A person can get infected four times as the Dengue virus has four serotypes (DEN1, DEN2, DEN3 and DEN4) each of which confers monotypic immunity. It is now a recognized acute febrile illness of the monsoon season (July-September), when a drop temperature and increased humidity provide optimal conditions for this urban dwelling, dawn and dusk, vector mosquito, Aedes aegypti. This vector now seems to be defying these climatic conditions as patients continue to report to hospitals in the winter months as well.
The textbook diagnosis of Dengue looks simple; by detecting the virus either (by viral culture), its nucleic acid (by PCR), its components like the non-structural protein (NS-1), or the evidence of infection (IgM), or if none of these is available, then the surrogate markers like the typical bicytopenia showing reduced neutrophils and platelets are indicators of the disease. Similarly, the clinical diagnosis is not very difficult once the epidemic is established, due to its peculiar symptoms like retro-orbital pain and body aches , so severe as if the bones will break, hence the name ‘Break Bone’ fever.
Dengue is temporarily incapacitating but rarely fatal, and in Pakistan it has a case fatality rate around 0.4 per cent.2 This low fatality rate should not lead to complacency as every life is precious. A few fundamentals, however, need emphasis especially for the young doctors and the medical staff attending the patients of Dengue. Like many other infectious diseases, Dengue follows the principle of the “tip of the iceberg”. Majority of those infected with the virus, remain either asymptomatic or present with minimum symptoms including low grade fever. However, a small percentage of patients may proceed to the critical stage called the Dengue Haemmorhagic Fever (DHF)/Dengue Shock Syndrome (DSS) and warrant special attention. These are basically the manifestations of underlying plasma leakage and it is this cohort of patients that are at an increased risk of an adverse outcome.
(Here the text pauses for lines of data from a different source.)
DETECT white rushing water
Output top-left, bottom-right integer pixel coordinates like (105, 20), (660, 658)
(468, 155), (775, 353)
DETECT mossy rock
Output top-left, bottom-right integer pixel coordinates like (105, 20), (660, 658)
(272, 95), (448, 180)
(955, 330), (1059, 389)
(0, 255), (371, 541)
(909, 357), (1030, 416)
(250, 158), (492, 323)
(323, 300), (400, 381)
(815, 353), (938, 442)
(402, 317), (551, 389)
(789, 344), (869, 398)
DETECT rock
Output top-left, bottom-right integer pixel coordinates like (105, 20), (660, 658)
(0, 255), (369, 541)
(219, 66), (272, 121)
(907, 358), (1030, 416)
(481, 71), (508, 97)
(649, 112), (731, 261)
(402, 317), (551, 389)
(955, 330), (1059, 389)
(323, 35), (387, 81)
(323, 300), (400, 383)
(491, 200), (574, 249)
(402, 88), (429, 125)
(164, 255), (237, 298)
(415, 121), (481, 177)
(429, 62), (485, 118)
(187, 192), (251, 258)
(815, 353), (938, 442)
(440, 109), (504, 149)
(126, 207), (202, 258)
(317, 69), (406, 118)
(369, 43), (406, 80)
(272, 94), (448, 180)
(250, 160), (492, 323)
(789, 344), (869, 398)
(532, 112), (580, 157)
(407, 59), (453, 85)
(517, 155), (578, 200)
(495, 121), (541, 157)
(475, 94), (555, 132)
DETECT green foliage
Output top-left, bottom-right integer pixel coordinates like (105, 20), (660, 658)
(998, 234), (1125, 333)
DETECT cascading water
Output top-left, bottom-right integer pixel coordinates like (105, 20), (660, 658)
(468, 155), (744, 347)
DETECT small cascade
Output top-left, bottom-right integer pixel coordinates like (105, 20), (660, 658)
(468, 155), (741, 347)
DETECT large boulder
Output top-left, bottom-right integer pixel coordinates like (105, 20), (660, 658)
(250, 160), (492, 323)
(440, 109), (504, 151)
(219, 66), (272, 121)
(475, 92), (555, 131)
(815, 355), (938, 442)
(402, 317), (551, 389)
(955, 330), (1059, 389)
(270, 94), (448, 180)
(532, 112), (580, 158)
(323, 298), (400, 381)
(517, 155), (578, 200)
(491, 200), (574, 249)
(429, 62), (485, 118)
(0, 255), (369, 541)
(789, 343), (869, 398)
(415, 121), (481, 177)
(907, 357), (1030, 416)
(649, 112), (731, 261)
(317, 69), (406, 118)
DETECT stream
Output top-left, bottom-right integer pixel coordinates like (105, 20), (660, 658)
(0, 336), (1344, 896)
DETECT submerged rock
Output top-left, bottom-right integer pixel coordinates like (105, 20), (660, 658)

The parameter which helps in this situation is the packed cell volume (haematocrit), an increase of about 15% of which is a reliable indicator of internal dehydration. DHF/DSS occur as a result of a second exposure by a different serotype, and a still not completely understood phenomenon, known as the Antibody Dependent Enhancement (ADE).
Pakistan has barely recovered from the COVID19 pandemic, hit by the economic crisis and now unprecedented floods in Sindh and Baluchistan, where most parts are still inundated and are likely to be so for another several weeks, we are indeed in a very difficult situation. An estimated 6.4 million people require immediate assistance as around 1.96 million houses, 22,000 schools and 12,716 km of roads have been either destroyed or damaged in 81 districts.3 Ironically these two provinces have bulk of the country’s falciparum malaria cases, which is the most lethal form with severe complications like heavy parasitaemia, cerebral malaria, black water fever and chloroquine resistance.
Stagnant water all around the stranded people is a perfect mosquito breeding haven. It is difficult to comprehend the plight of people now living along the roadside under a tent in hot and humid conditions, as they are exposed twenty-four seven, either to the Dengue mosquito at dawn and dusk or, malaria causing anopheles mosquito at night.
The magnitude of this problem is much bigger than the resources of any medical community and the government. Spraying insecticides over this volume is logistically not feasible. The only practical solution is the use of personal protective measures.
Deaths from these two diseases along with gastroenteritis have already started to occur. The exact toll of these mosquito bites will be written by the medical historians or the statisticians sometime in the future. It is the youth of Pakistan which has once again risen to the occasion and is working relentlessly on volunteer basis, to reach out to these people not only providing them with mosquito nets and repellants but explaining their proper use. This altruistic effort will definitely save many lives.